I have heard such gossip. But only the deacon of the Alma-Ata diocese, Alexander Lisikov, dared to expound them in print in the magazine (for some reason calling itself a newspaper) "Vedi". I read this article without much surprise – the level of theological knowledge of this "zealot of Orthodox piety" and the extent of his mastery of logic were known to me from his other publications.

During the time spent in the diocesan school, he did not even learn to use the word Gospel correctly ("The meaning of the quotation from the Gospel (Rev. 13:7) you did not present quite correctly... Higher in the text of the Gospel (Rev. 11:7-8)..."[877].

In the mouths of the Holy Fathers (admittedly, nameless ones) he considers it possible to put words that are simply ridiculous: "The Holy Fathers say this: 'Distribute a hundred Gospels to a hundred people, and in a year you will receive a hundred religions, if they are not guided by the Typikon and the Book of Rules of the Holy Apostles.'" This is the first time I hear the Typikon contain an interpretation of the Gospel.

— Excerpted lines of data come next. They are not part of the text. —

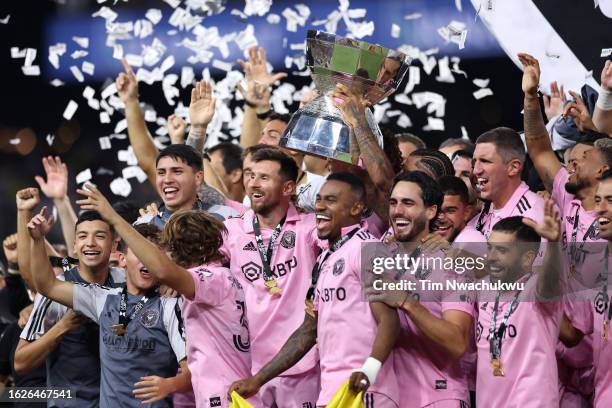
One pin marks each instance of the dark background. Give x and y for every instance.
(30, 108)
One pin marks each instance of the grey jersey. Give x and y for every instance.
(152, 345)
(75, 362)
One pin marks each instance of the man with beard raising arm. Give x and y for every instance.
(355, 338)
(271, 250)
(435, 329)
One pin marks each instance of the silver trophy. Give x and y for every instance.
(375, 71)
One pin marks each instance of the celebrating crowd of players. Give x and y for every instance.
(248, 277)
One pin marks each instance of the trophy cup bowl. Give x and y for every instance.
(372, 70)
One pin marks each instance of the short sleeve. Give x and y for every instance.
(90, 299)
(559, 195)
(45, 314)
(211, 287)
(173, 322)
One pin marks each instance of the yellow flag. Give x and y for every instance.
(346, 398)
(238, 401)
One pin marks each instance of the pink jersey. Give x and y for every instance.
(218, 334)
(425, 372)
(273, 318)
(523, 202)
(528, 351)
(346, 327)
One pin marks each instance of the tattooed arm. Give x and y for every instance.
(536, 135)
(375, 160)
(296, 347)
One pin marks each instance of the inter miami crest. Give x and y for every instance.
(288, 240)
(251, 271)
(338, 267)
(149, 318)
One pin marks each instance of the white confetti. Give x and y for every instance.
(481, 83)
(224, 66)
(273, 18)
(88, 68)
(413, 16)
(105, 143)
(83, 176)
(77, 73)
(257, 7)
(154, 15)
(83, 42)
(121, 186)
(70, 110)
(395, 31)
(481, 93)
(187, 76)
(79, 54)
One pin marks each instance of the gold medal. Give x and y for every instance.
(497, 370)
(118, 329)
(273, 287)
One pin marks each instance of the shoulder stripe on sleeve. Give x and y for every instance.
(38, 319)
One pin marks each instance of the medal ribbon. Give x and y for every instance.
(266, 254)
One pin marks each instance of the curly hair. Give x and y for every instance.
(193, 238)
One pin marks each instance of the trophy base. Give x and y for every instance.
(318, 129)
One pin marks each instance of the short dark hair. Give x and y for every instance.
(604, 147)
(451, 185)
(185, 153)
(90, 215)
(127, 209)
(457, 141)
(283, 117)
(231, 153)
(288, 168)
(431, 194)
(434, 162)
(515, 225)
(353, 181)
(508, 143)
(410, 138)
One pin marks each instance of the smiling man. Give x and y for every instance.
(73, 358)
(355, 338)
(498, 160)
(179, 175)
(140, 340)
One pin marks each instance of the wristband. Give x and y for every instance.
(370, 368)
(264, 115)
(604, 100)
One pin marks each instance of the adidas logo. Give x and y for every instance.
(249, 247)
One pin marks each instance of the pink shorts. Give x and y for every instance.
(293, 391)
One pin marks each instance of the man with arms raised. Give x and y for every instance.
(73, 358)
(271, 250)
(355, 338)
(140, 341)
(498, 160)
(436, 329)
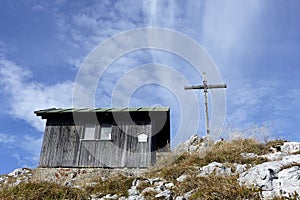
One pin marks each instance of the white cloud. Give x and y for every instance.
(25, 96)
(7, 139)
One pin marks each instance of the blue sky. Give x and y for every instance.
(255, 45)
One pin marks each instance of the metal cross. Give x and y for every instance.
(205, 87)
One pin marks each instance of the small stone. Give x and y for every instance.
(182, 178)
(133, 191)
(169, 185)
(165, 193)
(147, 190)
(188, 194)
(68, 184)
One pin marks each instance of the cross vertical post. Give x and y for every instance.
(205, 88)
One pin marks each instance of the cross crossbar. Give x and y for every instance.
(205, 87)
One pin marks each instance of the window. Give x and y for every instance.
(89, 132)
(142, 137)
(105, 132)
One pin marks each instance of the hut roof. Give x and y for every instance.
(50, 111)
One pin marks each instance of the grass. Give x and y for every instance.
(117, 184)
(217, 187)
(223, 152)
(41, 191)
(208, 187)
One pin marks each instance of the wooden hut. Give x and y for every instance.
(104, 137)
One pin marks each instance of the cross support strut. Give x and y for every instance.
(205, 87)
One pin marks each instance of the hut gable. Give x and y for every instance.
(104, 137)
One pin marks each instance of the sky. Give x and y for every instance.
(254, 45)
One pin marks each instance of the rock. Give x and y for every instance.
(133, 191)
(275, 177)
(68, 184)
(274, 156)
(188, 194)
(153, 180)
(290, 147)
(18, 172)
(169, 185)
(194, 144)
(109, 196)
(215, 167)
(249, 155)
(3, 179)
(159, 186)
(182, 178)
(239, 168)
(165, 193)
(148, 190)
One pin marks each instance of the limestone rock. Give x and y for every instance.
(275, 177)
(214, 167)
(290, 147)
(182, 178)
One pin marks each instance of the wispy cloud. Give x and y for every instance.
(25, 96)
(7, 139)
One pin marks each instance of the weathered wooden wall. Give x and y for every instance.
(63, 144)
(62, 147)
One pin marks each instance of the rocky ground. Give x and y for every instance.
(277, 176)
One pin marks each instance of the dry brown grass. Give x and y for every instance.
(41, 191)
(223, 152)
(117, 184)
(216, 187)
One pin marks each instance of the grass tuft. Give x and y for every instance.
(41, 190)
(118, 184)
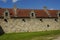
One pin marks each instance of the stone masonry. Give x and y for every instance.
(29, 25)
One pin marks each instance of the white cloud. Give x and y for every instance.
(4, 0)
(14, 1)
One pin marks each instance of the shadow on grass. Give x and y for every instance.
(1, 31)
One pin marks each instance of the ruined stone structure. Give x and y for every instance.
(29, 20)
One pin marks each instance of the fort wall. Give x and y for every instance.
(29, 25)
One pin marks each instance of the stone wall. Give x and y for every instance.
(29, 25)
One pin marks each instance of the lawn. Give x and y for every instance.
(42, 35)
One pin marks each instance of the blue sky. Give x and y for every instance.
(32, 4)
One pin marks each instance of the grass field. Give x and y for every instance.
(43, 35)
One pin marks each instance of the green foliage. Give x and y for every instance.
(28, 35)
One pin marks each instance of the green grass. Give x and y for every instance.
(30, 35)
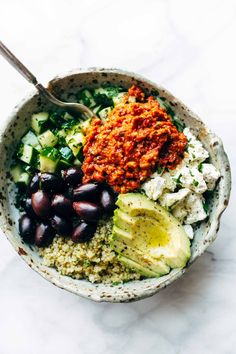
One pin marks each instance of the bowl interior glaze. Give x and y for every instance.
(64, 87)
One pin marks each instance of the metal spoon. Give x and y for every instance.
(73, 108)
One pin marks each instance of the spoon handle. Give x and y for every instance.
(10, 57)
(20, 67)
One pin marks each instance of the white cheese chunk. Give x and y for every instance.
(189, 231)
(191, 178)
(171, 199)
(210, 175)
(194, 206)
(180, 212)
(195, 149)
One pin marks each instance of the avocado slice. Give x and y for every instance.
(147, 234)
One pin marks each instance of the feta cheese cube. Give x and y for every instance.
(191, 178)
(210, 175)
(189, 231)
(195, 210)
(172, 199)
(195, 149)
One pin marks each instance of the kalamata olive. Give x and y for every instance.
(29, 209)
(107, 200)
(27, 228)
(34, 184)
(62, 205)
(44, 235)
(52, 183)
(62, 226)
(41, 204)
(73, 176)
(88, 192)
(83, 232)
(87, 211)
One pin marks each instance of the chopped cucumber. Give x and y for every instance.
(27, 154)
(39, 122)
(66, 153)
(84, 125)
(85, 97)
(30, 139)
(16, 172)
(75, 140)
(23, 180)
(67, 116)
(56, 119)
(48, 159)
(48, 139)
(103, 114)
(20, 177)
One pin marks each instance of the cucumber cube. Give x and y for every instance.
(39, 122)
(48, 139)
(48, 159)
(75, 141)
(27, 154)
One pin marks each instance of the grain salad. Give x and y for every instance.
(95, 261)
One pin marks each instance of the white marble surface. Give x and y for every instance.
(189, 47)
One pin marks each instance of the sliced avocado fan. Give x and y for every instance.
(147, 238)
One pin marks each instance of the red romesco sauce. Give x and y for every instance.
(126, 148)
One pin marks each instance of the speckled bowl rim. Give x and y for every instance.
(149, 289)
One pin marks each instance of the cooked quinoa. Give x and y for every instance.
(95, 260)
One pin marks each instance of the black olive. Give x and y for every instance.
(107, 200)
(41, 204)
(44, 235)
(34, 184)
(62, 226)
(88, 192)
(62, 205)
(29, 209)
(52, 183)
(27, 228)
(83, 232)
(73, 176)
(87, 211)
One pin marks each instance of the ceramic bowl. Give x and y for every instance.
(64, 87)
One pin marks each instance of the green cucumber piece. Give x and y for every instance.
(39, 122)
(27, 154)
(49, 159)
(30, 139)
(66, 153)
(75, 141)
(48, 139)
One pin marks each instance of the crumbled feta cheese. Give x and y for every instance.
(180, 212)
(170, 199)
(195, 210)
(210, 175)
(189, 231)
(154, 187)
(191, 178)
(195, 149)
(170, 184)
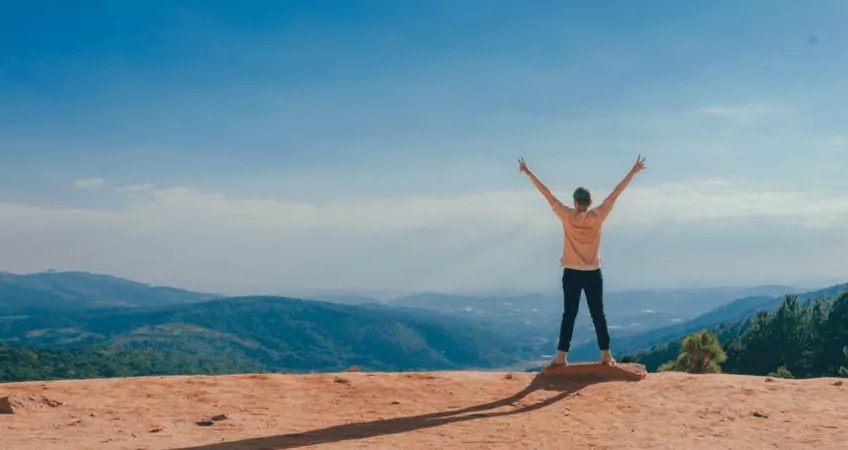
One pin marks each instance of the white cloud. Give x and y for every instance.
(89, 183)
(141, 187)
(703, 200)
(657, 234)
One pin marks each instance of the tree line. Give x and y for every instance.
(797, 340)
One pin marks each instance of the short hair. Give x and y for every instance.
(582, 196)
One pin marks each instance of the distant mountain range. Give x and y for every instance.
(79, 310)
(75, 291)
(67, 310)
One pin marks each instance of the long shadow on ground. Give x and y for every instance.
(362, 430)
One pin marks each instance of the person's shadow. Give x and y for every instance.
(362, 430)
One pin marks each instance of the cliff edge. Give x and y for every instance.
(435, 410)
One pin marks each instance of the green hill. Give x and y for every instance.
(800, 339)
(729, 313)
(32, 364)
(277, 333)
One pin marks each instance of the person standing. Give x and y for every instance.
(581, 260)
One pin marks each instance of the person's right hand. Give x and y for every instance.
(639, 166)
(522, 166)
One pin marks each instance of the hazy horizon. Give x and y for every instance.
(358, 146)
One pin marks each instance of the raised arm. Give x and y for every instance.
(638, 167)
(556, 205)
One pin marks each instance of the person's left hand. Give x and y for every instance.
(639, 166)
(522, 166)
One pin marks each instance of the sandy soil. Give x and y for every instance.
(441, 410)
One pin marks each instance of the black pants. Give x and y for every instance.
(573, 283)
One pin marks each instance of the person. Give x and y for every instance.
(581, 260)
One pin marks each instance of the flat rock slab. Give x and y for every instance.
(16, 403)
(621, 371)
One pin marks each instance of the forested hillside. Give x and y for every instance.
(278, 333)
(797, 340)
(28, 364)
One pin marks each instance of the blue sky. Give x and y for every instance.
(278, 146)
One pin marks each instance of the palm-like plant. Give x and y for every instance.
(700, 353)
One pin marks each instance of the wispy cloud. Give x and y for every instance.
(658, 233)
(89, 183)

Maybe it also contains an interpretation of Revelation?..

But such peculiar theological knowledge did not prevent him from embarking on the path of denouncing his bishop, as well as taking upon himself the task of combating the "heresy of Deacon Andrei Kuraev."

All his criticism is concentrated on the first paragraph of my pamphlet: "Christianity is almost the only worldview on earth that is convinced of the inevitability of its own historical defeat. Christianity proclaimed one of the darkest eschatologies: it warned that in the end the forces of evil would be "given ... to wage war with the saints and to conquer them" (Rev. 13:7). The Gospel promises that the gates of hell will not be able to prevail against the Church, that the Church is invincible (cf. Matt. 16:18). But "invincible" does not necessarily mean "victorious." In the perspective of earthly history, it is not the world-historical triumph of the Gospel, but the world-wide dominion of the Antichrist."

It is strange, by the way, that my critic, quoting this text, for some reason puts an ellipsis before the first phrase – thereby creating the impression that something precedes it. No, it was the very first phrase that provoked his attacks.

It is even stranger that, in objecting to this assertion of mine, the critic cites the same Gospel quotation ("the gates of hell shall not prevail against it"), which in my book is included in the very first paragraph.